Sentence-BERT: Sentence Embeddings using Siamese BERT-Networks (1908.10084v1)

Published 27 Aug 2019 in cs.CL

Abstract: BERT (Devlin et al., 2018) and RoBERTa (Liu et al., 2019) has set a new state-of-the-art performance on sentence-pair regression tasks like semantic textual similarity (STS). However, it requires that both sentences are fed into the network, which causes a massive computational overhead: Finding the most similar pair in a collection of 10,000 sentences requires about 50 million inference computations (~65 hours) with BERT. The construction of BERT makes it unsuitable for semantic similarity search as well as for unsupervised tasks like clustering. In this publication, we present Sentence-BERT (SBERT), a modification of the pretrained BERT network that use siamese and triplet network structures to derive semantically meaningful sentence embeddings that can be compared using cosine-similarity. This reduces the effort for finding the most similar pair from 65 hours with BERT / RoBERTa to about 5 seconds with SBERT, while maintaining the accuracy from BERT. We evaluate SBERT and SRoBERTa on common STS tasks and transfer learning tasks, where it outperforms other state-of-the-art sentence embeddings methods.

PDF Abstract

Sentence-BERT: Sentence Embeddings using Siamese BERT-Networks

The paper "Sentence-BERT: Sentence Embeddings using Siamese BERT-Networks" by Nils Reimers and Iryna Gurevych addresses a critical challenge in NLP: the derivation of semantically meaningful sentence embeddings that are computationally efficient for tasks such as semantic similarity search, clustering, and information retrieval. By modifying the BERT architecture to use siamese and triplet networks, they propose Sentence-BERT (SBERT), a method that creates fixed-size sentence embeddings which can be easily compared using cosine-similarity.

Introduction

BERT and its variant RoBERTa have shown excellent performance on a range of NLP tasks, including sentence-pair regression tasks such as Semantic Textual Similarity (STS). These models, however, are computationally intensive as they require both sentences to be fed into the network simultaneously, making them impractical for large-scale tasks. The paper introduces SBERT to address these limitations by enabling single-pass computation of sentence embeddings.

Model and Methodology

SBERT modifies the BERT network by introducing a pooling layer to derive specific, fixed-size sentence embeddings. These embeddings are fine-tuned via siamese and triplet network structures to ensure semantically similar sentences are close in the vector space. The primary methods experimented with include:

Classification Objective Function: Features concatenation of embeddings with trainable weights, optimized using cross-entropy loss.
Regression Objective Function: Utilizes cosine similarity between embeddings, optimized with mean squared error loss.
Triplet Objective Function: Utilizes triplet loss to ensure embeddings of similar sentences are closer.
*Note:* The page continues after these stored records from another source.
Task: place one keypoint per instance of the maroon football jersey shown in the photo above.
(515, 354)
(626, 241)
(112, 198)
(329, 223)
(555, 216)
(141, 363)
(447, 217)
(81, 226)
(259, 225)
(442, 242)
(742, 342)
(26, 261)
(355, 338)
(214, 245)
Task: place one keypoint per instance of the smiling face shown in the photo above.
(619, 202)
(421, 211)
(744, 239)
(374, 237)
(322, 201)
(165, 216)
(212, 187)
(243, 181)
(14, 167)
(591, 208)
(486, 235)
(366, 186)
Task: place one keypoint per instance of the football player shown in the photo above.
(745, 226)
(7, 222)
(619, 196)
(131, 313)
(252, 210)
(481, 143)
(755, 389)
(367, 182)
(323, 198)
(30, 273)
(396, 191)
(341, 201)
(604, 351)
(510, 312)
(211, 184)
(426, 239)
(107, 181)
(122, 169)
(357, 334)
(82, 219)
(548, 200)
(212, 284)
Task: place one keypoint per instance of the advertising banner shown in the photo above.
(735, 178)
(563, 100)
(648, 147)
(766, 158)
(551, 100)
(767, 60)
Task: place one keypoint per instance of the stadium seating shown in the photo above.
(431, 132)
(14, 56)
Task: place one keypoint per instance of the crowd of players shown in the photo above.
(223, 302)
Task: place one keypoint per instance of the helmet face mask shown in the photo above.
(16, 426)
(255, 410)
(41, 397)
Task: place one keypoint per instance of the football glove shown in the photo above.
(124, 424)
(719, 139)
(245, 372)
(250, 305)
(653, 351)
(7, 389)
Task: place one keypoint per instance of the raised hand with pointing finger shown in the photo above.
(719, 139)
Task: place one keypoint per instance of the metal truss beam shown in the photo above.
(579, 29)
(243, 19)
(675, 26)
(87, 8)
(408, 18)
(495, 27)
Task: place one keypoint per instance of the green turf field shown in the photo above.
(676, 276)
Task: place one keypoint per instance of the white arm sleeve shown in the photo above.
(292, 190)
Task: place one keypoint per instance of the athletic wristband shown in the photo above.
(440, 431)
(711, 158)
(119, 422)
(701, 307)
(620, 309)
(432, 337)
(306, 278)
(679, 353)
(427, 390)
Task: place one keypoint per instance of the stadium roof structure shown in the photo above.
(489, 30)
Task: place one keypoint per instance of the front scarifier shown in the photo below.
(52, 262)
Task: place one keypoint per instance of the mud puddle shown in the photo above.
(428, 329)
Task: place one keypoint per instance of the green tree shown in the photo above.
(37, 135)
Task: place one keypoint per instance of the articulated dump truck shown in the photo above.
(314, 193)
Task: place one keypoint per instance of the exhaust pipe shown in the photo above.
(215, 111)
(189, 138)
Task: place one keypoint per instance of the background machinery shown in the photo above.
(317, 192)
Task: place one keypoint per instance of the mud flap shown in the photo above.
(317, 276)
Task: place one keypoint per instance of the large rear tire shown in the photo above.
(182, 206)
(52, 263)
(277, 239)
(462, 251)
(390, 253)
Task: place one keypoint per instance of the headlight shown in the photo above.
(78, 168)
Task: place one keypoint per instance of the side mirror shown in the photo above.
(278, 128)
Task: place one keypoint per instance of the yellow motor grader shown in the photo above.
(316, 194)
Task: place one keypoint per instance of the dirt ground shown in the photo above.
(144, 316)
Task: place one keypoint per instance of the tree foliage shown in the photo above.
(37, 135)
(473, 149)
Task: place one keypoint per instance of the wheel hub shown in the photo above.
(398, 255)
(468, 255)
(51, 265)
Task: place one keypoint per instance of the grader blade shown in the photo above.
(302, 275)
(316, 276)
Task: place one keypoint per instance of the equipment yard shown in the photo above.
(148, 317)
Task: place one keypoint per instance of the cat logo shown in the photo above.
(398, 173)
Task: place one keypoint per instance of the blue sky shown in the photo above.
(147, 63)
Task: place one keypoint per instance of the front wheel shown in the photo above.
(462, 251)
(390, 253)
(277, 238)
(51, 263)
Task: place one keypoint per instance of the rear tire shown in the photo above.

The pooling layer experiments included CLS-token output, mean-pooling, and max-pooling, with mean-pooling generally yielding the best results.

Evaluation

The evaluation covered both unsupervised and supervised tasks across multiple datasets such as STS12-16, STS benchmark, SICK-R, and more. The results showed that SBERT significantly outperforms traditional BERT embeddings, as well as other sentence embedding methods like InferSent and Universal Sentence Encoder.

Unsupervised STS Tasks

SBERT demonstrated superior performance on several STS tasks, achieving improvements such as 11.7 points over InferSent and 5.5 points over Universal Sentence Encoder. Importantly, the computational efficiency of SBERT is dramatically enhanced, reducing the sentence similarity search time from 65 hours (BERT) to approximately 5 seconds.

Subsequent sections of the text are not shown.